During the 2008 presidential campaign, verdict amounts became a political football. One candidate decided that by drumming up concerns about runaway verdicts and settlements, he could generate campaign contributions from big business, doctors and insurance companies. The candidate argued that reform measures were required to prevent doctors, insurance companies and hospitals from going broke. But what really caught the public’s ire was the argument that runaway verdicts were unnecessarily driving up the public’s health care costs and potentially driving doctors out of business.
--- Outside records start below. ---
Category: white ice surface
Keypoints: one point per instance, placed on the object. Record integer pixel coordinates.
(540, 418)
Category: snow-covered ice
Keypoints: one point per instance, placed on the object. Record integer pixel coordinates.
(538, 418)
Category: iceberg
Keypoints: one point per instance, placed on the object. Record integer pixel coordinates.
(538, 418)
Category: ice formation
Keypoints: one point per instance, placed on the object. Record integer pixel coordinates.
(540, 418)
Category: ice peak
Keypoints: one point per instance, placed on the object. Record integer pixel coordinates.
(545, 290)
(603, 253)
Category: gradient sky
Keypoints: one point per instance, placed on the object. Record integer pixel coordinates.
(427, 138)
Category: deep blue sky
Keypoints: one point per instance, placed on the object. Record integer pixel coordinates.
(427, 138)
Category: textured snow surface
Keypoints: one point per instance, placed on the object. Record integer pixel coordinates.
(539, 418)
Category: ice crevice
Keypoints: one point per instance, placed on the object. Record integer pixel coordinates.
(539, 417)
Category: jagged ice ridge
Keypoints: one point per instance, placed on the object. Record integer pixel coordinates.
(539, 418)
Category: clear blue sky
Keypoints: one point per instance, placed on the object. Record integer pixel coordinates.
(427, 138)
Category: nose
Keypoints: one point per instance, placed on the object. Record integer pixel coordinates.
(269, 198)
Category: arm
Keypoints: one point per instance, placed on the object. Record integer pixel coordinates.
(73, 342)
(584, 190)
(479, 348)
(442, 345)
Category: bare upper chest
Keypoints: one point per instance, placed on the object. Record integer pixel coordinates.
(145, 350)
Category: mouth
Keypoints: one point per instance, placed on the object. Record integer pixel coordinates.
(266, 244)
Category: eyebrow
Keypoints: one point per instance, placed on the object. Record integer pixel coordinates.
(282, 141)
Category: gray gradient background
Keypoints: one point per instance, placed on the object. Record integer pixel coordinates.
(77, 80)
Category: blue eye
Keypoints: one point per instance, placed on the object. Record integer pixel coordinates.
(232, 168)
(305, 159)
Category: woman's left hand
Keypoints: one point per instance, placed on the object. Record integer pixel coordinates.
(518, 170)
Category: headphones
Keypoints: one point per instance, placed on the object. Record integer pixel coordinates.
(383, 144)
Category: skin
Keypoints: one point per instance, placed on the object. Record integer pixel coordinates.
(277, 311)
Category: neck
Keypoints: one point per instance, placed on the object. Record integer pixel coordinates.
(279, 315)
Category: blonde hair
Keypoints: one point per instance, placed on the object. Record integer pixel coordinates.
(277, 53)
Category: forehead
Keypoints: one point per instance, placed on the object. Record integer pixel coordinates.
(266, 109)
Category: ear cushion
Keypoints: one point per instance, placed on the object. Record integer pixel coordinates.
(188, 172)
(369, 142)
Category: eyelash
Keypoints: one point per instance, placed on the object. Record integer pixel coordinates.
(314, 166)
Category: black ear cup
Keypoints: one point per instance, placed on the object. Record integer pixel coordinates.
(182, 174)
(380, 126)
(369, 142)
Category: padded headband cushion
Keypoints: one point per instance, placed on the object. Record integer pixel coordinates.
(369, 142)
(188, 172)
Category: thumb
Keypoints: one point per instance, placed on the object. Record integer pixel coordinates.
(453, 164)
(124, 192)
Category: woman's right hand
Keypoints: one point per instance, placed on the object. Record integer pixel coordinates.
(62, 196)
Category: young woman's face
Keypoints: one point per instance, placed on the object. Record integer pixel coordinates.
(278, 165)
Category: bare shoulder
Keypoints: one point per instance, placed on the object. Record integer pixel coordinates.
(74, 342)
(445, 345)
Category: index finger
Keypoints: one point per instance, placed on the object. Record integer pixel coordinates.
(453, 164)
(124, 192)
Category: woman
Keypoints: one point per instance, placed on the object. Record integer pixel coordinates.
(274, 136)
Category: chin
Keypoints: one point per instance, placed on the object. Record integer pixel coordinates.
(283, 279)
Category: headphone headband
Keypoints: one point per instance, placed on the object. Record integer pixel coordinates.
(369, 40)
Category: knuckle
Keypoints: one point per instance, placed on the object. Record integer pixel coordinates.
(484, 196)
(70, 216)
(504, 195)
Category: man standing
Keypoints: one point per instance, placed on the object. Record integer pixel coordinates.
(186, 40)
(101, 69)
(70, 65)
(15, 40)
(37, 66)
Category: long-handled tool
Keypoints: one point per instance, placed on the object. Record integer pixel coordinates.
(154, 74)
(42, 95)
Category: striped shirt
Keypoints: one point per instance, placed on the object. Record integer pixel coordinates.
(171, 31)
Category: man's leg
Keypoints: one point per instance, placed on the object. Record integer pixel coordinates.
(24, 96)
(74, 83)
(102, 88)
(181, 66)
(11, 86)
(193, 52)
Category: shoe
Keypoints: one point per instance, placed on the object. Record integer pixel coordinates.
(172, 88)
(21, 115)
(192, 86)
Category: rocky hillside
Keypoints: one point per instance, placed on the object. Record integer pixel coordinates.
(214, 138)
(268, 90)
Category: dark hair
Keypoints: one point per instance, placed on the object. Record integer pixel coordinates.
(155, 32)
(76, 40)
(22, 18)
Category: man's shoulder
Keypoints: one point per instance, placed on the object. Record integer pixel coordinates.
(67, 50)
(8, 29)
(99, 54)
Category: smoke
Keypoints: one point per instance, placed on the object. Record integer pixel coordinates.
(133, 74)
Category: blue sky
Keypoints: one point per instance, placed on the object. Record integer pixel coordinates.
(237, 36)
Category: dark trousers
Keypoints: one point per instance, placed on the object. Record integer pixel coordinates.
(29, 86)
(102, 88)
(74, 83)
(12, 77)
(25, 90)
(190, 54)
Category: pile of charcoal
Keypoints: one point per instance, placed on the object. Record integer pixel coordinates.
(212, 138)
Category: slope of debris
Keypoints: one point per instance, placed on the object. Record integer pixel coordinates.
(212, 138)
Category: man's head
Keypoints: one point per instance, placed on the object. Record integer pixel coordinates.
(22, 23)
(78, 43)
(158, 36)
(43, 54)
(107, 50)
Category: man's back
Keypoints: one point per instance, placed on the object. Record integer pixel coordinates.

As a result of this political grandstanding, most states enacted so-called tort reform that placed significant damages caps on all personal injury and wrongful death lawsuits, including medical malpractice cases. Now the opposite problem exists: patients who are injured by medical malpractice cannot get full and fair compensation due to unnecessary damage caps. There continue to be reports of large verdicts, but what is not reported is that the trial court is required to reduce the verdict amount as a result of tort reform laws. Even before tort reform, judges were empowered to reduce excessive jury awards. In this sense, the concern about runaway verdicts was always pure fantasy.
In light of damage caps, insurance companies are well-positioned to have the upper hand in settlement negotiations for catastrophic injury cases. Specifically, when there are damage caps, the insurance company knows that in most cases they will never have to pay the maximum amount on any given case. Instead, the maximum amount becomes the starting point for settlement negotiations. The settlement amount is always less than the maximum amount.
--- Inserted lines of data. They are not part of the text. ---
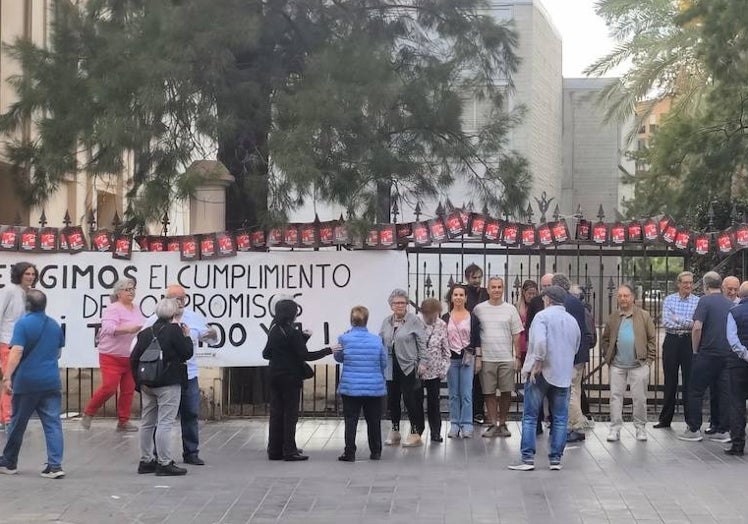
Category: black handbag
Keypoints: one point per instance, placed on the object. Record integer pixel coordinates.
(307, 371)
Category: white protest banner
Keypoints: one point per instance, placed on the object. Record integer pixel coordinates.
(232, 293)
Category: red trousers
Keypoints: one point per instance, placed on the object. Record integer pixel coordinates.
(115, 372)
(5, 398)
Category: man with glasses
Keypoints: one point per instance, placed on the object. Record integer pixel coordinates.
(677, 352)
(189, 406)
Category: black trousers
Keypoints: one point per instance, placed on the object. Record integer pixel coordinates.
(285, 394)
(676, 353)
(433, 409)
(372, 407)
(410, 389)
(738, 394)
(706, 370)
(717, 420)
(477, 397)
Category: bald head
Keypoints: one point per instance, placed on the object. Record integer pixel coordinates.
(730, 287)
(175, 291)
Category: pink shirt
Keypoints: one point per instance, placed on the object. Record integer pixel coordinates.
(115, 316)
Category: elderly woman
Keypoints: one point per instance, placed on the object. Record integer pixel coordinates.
(23, 276)
(527, 293)
(287, 352)
(120, 324)
(433, 370)
(161, 399)
(463, 330)
(404, 336)
(362, 385)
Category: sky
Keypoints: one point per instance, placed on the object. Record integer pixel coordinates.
(584, 34)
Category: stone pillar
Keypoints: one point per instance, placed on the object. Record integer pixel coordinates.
(208, 215)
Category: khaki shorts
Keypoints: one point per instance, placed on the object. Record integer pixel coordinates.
(497, 376)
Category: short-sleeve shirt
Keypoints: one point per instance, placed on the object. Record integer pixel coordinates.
(712, 312)
(39, 371)
(498, 325)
In many cases, liability is in dispute. If the defense wins on liability, the plaintiff recovers no money. This is of concern in every medical malpractice case where liability is always aggressively defended and jurors often are incapable of finding in favor of an aggrieved plaintiff. In our state, for example, hospitals and doctors win at trial about 80% of the time. With a 20% chance of winning at trial, the patient often has to compromise significantly in order to receive any compensation through settlement. In this way, the deck has been stacked against injured patients so that they are economically manipulated into agreeing to a low settlement.